D.J. argues for the first time on appeal that she was "denied due process of law . . . when the Utah Department of Child and Family Services [(DCFS)] . . . failed to devise a reunification program that took into account her intelligence level and also her mental illness." Generally, "`[this court] will not consider on appeal issues which were not submitted to the trial court and concerning which the trial court did not have the opportunity to make any findings of fact or law.'" In re M.W., 2000 UT 79, ¶ 29, 12 P.3d 80 (citation omitted). Under appropriate circumstances, when the best interest of the child is at stake, we may look past a party's failure to strictly adhere to procedural rules. See In re R.N.J., 908 P.2d 345, 349 (Utah Ct.App. 1995) (stating "furtherance of judicial efficiency and equity must give way when the central issue to be decided concerns the best interests of a child"),superceded on other grounds by statute in In re E.H.H., 2000 UT App 368, 16 P.3d 1257.
However, adherence to procedural rules, such as the rule at issue here, takes on added significance when abused or neglected children are involved because "the public policy underlying our child welfare laws, . . . is to provide stability and permanency for abused and neglected children, and to end the `"legal limbo"' of state custody as quickly as possible." In re S.L., 1999 UT App 390, ¶ 42, 995 P.2d 17 (citation omitted), cert. denied, 4 P.3d 1289 (Utah 2000). As such, our statutes instruct both DCFS and the juvenile courts to timely pursue one of two paths when addressing situations involving neglected or abused children, timely reunification or termination. See In re J.P., 921 P.2d 1012, 1020 (Utah Ct.App. 1996).

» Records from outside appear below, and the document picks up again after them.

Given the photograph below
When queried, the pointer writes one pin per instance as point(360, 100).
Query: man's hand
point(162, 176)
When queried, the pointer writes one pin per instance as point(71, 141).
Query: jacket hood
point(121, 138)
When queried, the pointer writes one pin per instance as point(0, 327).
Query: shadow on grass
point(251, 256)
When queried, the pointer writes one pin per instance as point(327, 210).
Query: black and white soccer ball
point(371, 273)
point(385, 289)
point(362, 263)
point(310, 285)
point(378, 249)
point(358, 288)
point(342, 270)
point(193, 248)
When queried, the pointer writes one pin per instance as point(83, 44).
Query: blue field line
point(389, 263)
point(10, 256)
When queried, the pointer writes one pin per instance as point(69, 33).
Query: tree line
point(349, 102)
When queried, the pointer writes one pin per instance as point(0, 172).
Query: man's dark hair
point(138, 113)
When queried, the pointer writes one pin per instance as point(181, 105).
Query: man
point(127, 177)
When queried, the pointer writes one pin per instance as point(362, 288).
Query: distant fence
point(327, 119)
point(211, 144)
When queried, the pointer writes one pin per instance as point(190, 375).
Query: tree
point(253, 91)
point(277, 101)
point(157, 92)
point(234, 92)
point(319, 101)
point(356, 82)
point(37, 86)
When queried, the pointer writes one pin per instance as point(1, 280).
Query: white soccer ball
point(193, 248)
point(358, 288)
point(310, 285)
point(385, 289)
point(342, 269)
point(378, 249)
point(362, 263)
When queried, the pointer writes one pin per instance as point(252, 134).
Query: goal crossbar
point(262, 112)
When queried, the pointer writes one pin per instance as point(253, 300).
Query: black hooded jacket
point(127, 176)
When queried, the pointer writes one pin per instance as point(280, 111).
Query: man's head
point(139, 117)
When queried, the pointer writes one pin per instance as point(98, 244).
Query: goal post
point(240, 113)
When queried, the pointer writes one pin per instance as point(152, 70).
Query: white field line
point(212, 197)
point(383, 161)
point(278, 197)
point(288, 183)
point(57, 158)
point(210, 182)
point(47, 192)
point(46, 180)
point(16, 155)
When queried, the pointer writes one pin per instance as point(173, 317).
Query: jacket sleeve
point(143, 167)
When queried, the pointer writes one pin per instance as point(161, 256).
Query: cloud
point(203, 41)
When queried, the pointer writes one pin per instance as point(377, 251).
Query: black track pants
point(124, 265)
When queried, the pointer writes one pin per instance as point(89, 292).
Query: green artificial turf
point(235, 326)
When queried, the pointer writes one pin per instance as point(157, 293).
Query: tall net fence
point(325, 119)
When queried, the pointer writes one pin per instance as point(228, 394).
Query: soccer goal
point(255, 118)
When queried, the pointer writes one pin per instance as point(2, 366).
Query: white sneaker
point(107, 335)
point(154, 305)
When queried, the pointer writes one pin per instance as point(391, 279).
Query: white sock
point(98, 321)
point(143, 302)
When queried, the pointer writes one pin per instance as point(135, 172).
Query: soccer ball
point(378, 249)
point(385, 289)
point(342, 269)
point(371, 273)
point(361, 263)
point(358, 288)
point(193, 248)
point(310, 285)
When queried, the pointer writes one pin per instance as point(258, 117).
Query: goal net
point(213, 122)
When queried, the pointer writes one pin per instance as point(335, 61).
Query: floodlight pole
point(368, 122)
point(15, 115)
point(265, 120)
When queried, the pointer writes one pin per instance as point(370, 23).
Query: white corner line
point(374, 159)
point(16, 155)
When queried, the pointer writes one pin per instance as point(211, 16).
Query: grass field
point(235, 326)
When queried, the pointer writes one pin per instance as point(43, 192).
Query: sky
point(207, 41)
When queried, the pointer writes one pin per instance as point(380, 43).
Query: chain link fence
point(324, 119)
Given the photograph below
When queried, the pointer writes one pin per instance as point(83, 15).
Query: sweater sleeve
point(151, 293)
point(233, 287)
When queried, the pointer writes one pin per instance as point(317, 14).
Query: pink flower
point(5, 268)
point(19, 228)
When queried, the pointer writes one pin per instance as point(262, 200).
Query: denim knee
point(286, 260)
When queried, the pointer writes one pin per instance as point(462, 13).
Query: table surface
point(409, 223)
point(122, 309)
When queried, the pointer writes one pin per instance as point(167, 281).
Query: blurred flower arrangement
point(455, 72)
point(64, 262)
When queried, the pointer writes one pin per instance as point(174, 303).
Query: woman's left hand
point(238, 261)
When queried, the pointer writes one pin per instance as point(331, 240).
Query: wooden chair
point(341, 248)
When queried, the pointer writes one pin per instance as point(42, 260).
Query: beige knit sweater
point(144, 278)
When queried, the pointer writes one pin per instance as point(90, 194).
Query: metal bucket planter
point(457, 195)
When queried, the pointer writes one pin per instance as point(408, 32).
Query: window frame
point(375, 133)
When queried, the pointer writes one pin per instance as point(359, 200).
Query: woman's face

By waiting to raise her objection for the first time on appeal, Jones has left T.E.P. in a state of uncertainty for an additional year. Moreover, T.E.P. has been in DCFS care since August 6, 1998, which is clearly not in T.E.P's best interest. If D.J. had raised her objections below, the trial court could have evaluated, and possibly altered, the service plan to reflect her limitations. However, by failing to do so, D.J. waived her objections and it is now improper to raise these objections on appeal.
Finally, the juvenile court's conclusion that D.J. was unfit or incompetent does not require a finding that the State provided "reasonable and adequate services before terminating parental rights." In re M.E.C., 942 P.2d 955, 960 (Utah Ct.App. 1997). Further, D.J. has failed to argue that the findings underlying this conclusion were clearly erroneous and "[a]s a result, we accept these findings as adequately supported by the record." Id.
Accordingly, we decline to reach the merits of D.J's claim and affirm the juvenile court's ruling.
William A. Thorne, Jr., Judge.
WE CONCUR: Norman H. Jackson, Associate Presiding Judge, Gregory K. Orme, Judge.